This wrapper attempts to replicate the training conditions of your bot in RLGym as accurately as possible. This means a lot of consideration is put into tick-perfectly matching everything where possible while maintaining the flow and functionality expected by arbitrary config objects and by proxy your model during training using RLGym v2.

### Tick perfectly matching actions
This wrapper assumes that your computer is running Rocket League in such a way that you have enough time for your actions to always get submitted for use between the latest received packet's physics frame and the next physics frame. The optimal conditions for this are when you play using a capped frame rate that is either 120 or 240, because these frame rates have the largest windows between when the wrapper receives a packet from RLBot Core and when you can no longer submit an action and have it be used during the state transition between the latest received packet's physics tick and the next physics tick. This window is about 6 milliseconds on average with a small standard deviation when the framerate is capped to 120 or 240 (NOT 360!), and is about 4 milliseconds on average with a much wider standard deviation when left uncapped. Other frame rates do very poorly and are not recommended. Possibly if you modify the command line argument RLBot passes for packet send rate from 240 to another number you may be able to get up to a 6 millisecond window using another frame rate, but it's untested and annoying to configure. Just use 120 or 240 capped, or hope for the best uncapped.

### On-the-fly resets and countdown actions
This wrapper tries to tick perfectly match how your config objects and model interact with each other and the sim in RLGym v2. However, there are some situations where this is just not possible. One such situation is when an on-the-fly reset is performed. These can happen if your `decide_*_recovery_style` methods return `RESET` or if you stop taking a hard-coded action. Due to an implementation detail, in RLGym v2's RocketSimEngine with the default constructor parameter (`rlbot_delay=True`), after resetting, all agents will do one tick of an all-zeros action before beginning the action generated due to the reset state's observation. In the language of this wrapper, this means that after resetting, if you have `offset < 0` and `relative_to = StepOffsetRelativeTo.ACTION_END`, in theory you should take `offset` ticks of the zero action in order to perfectly match how everything works during training. This is obviously not desirable against an opponent with no such restrictions, and so instead the observation is generated using the game state from `offset` ticks ago, and the fact that a non-all-zeros action was taken for the ticks since that point until this new action is due to start (this tick) is assumed to come out in the wash.

Due to the duration of the Countdown phase being unreliable, it is impossible to perfectly time the reset so that you start the action as soon as Countdown ends (your actions start getting used on the state transition between the last packet of Countdown and the first packet of Kickoff).
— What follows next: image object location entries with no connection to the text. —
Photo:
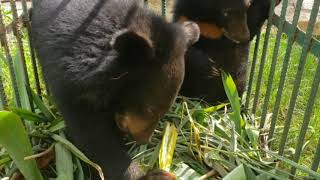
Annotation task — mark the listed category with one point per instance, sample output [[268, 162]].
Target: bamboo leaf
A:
[[167, 147], [28, 115], [233, 96], [78, 153], [64, 165], [13, 137], [42, 107]]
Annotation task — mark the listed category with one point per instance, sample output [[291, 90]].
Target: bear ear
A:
[[191, 31], [130, 43], [278, 2]]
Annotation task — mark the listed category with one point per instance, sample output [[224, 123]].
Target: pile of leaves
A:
[[193, 141]]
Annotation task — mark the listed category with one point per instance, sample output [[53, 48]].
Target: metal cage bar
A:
[[164, 8], [285, 66], [5, 46], [273, 64], [26, 22], [298, 76], [263, 58], [253, 68], [18, 36], [3, 97]]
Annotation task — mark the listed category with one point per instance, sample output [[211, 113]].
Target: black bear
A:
[[226, 26], [113, 68]]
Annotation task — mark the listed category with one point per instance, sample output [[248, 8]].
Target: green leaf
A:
[[64, 164], [79, 170], [28, 115], [21, 81], [184, 172], [253, 134], [58, 126], [233, 96], [294, 164], [4, 160], [78, 153], [240, 173], [14, 139], [167, 147], [42, 107]]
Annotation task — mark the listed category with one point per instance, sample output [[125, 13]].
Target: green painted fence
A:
[[282, 85]]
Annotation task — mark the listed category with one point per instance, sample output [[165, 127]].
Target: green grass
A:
[[308, 75], [174, 114]]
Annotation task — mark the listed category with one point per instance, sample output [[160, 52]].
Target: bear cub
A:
[[113, 68], [227, 27]]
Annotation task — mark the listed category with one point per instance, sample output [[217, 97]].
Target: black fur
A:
[[109, 64], [205, 58]]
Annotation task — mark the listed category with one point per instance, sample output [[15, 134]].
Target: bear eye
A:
[[225, 12]]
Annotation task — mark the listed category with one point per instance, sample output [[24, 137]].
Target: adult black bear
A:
[[226, 26], [113, 67]]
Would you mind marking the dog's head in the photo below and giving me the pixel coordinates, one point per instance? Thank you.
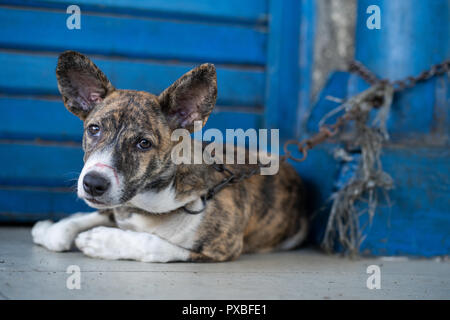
(127, 134)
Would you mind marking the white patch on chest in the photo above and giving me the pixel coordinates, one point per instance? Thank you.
(177, 228)
(160, 201)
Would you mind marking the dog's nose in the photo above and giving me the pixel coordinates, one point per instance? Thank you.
(95, 184)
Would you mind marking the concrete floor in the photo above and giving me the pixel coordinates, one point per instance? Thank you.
(31, 272)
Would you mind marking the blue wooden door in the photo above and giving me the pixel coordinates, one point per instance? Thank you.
(142, 45)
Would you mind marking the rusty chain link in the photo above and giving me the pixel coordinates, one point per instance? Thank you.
(374, 95)
(357, 67)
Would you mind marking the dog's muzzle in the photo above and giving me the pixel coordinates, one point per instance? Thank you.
(95, 184)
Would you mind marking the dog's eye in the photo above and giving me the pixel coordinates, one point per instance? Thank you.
(94, 130)
(144, 144)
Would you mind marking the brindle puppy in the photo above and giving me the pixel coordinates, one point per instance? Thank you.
(143, 198)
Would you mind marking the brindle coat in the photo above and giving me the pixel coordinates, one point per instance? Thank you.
(258, 214)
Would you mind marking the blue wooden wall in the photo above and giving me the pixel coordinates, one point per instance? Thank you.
(414, 35)
(143, 45)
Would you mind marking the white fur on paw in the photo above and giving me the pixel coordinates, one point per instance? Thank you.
(104, 243)
(53, 236)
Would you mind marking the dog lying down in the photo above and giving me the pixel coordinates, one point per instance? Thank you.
(144, 200)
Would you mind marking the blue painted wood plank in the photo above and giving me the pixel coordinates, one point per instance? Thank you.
(233, 11)
(27, 118)
(282, 70)
(420, 35)
(418, 223)
(28, 205)
(40, 165)
(30, 119)
(408, 118)
(143, 38)
(58, 165)
(35, 74)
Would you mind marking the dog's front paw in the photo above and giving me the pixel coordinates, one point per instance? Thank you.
(53, 236)
(102, 242)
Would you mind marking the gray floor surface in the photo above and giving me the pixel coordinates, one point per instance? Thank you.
(31, 272)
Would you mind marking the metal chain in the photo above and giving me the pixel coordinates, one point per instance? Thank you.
(399, 85)
(373, 95)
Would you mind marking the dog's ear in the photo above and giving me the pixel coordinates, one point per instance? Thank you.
(191, 98)
(81, 83)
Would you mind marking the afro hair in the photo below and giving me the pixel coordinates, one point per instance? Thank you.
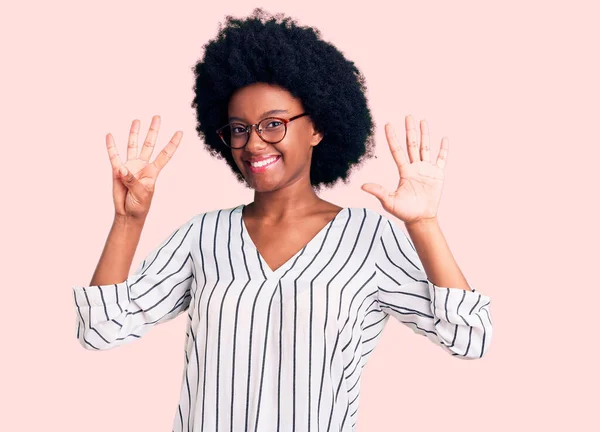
(276, 50)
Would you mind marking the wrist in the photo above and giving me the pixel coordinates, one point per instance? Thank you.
(422, 223)
(129, 221)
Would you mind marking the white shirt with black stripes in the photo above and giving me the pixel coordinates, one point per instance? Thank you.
(284, 349)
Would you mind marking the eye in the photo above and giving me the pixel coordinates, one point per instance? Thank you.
(238, 129)
(273, 124)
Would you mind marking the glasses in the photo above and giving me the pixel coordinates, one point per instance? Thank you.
(271, 130)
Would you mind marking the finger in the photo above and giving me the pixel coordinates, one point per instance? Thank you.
(131, 182)
(411, 139)
(378, 191)
(132, 143)
(425, 142)
(113, 154)
(395, 147)
(150, 141)
(443, 154)
(167, 152)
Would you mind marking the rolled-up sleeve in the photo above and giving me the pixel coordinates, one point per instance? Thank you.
(111, 315)
(457, 320)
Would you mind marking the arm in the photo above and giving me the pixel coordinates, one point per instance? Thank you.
(118, 251)
(115, 310)
(455, 318)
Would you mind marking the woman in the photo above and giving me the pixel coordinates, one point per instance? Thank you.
(285, 297)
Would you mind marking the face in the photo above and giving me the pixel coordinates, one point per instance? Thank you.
(252, 104)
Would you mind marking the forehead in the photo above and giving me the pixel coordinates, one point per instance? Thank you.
(252, 101)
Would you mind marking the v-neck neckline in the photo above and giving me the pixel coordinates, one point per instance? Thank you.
(269, 272)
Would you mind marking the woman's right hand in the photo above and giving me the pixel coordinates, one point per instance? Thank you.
(133, 191)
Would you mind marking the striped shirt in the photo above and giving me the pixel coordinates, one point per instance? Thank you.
(284, 349)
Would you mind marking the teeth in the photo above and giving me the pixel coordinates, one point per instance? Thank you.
(263, 163)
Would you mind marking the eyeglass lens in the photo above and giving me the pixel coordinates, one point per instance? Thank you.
(272, 130)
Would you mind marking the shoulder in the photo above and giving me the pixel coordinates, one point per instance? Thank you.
(371, 221)
(212, 215)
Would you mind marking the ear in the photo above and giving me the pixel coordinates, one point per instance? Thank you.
(317, 137)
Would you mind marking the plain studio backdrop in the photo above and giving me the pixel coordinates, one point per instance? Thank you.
(514, 86)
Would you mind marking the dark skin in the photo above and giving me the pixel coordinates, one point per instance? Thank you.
(286, 212)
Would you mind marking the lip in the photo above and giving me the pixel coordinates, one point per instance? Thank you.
(263, 168)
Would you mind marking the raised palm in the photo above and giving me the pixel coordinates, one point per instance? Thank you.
(419, 190)
(133, 191)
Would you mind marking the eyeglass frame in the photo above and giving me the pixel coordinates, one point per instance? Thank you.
(255, 126)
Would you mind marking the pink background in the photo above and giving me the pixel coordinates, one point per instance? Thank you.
(515, 87)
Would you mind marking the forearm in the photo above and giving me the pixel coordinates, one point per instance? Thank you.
(434, 252)
(117, 256)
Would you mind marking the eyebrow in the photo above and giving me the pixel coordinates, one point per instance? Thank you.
(265, 114)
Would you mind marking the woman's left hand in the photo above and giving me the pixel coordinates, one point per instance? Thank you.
(420, 187)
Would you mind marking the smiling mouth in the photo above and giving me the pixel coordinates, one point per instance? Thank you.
(263, 165)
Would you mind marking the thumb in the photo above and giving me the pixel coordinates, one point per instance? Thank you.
(376, 190)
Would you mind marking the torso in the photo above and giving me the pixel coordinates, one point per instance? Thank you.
(278, 243)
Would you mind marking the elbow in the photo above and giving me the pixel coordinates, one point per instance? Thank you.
(97, 338)
(474, 345)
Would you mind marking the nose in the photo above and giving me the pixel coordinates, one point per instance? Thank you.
(254, 139)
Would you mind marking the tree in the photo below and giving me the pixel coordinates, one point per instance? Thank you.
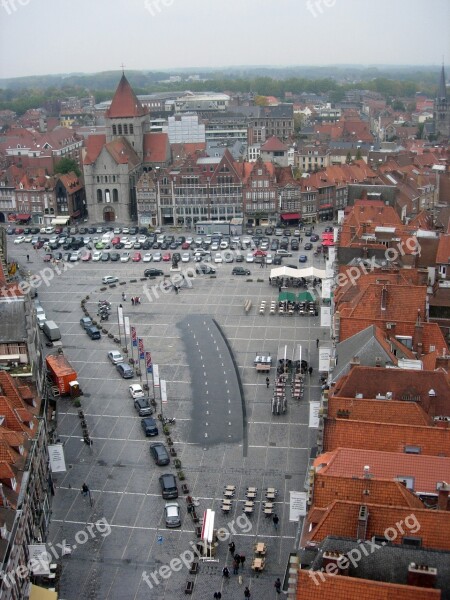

During the Countdown match phase, the cars settle onto the ground and cannot move (wheel wiggling is purely cosmetic), so the difference between using the proper tick of Countdown and some older tick of countdown is essentially zero. This wrapper uses the 440th (or next available after) tick after the Countdown phase began as the tick on which to generate the observation that will be used once Countdown ends, and simply sends the first ControllerState of this action every tick from then on until the latest packet is Kickoff instead of Countdown. This should work essentially perfectly UNLESS you intend to jump on the first tick. Because the ControllerState is sent repeatedly during Countdown, the game will think you are just holding jump and so once you can actually move you won't jump, you'll just be holding jump. So... don't do that!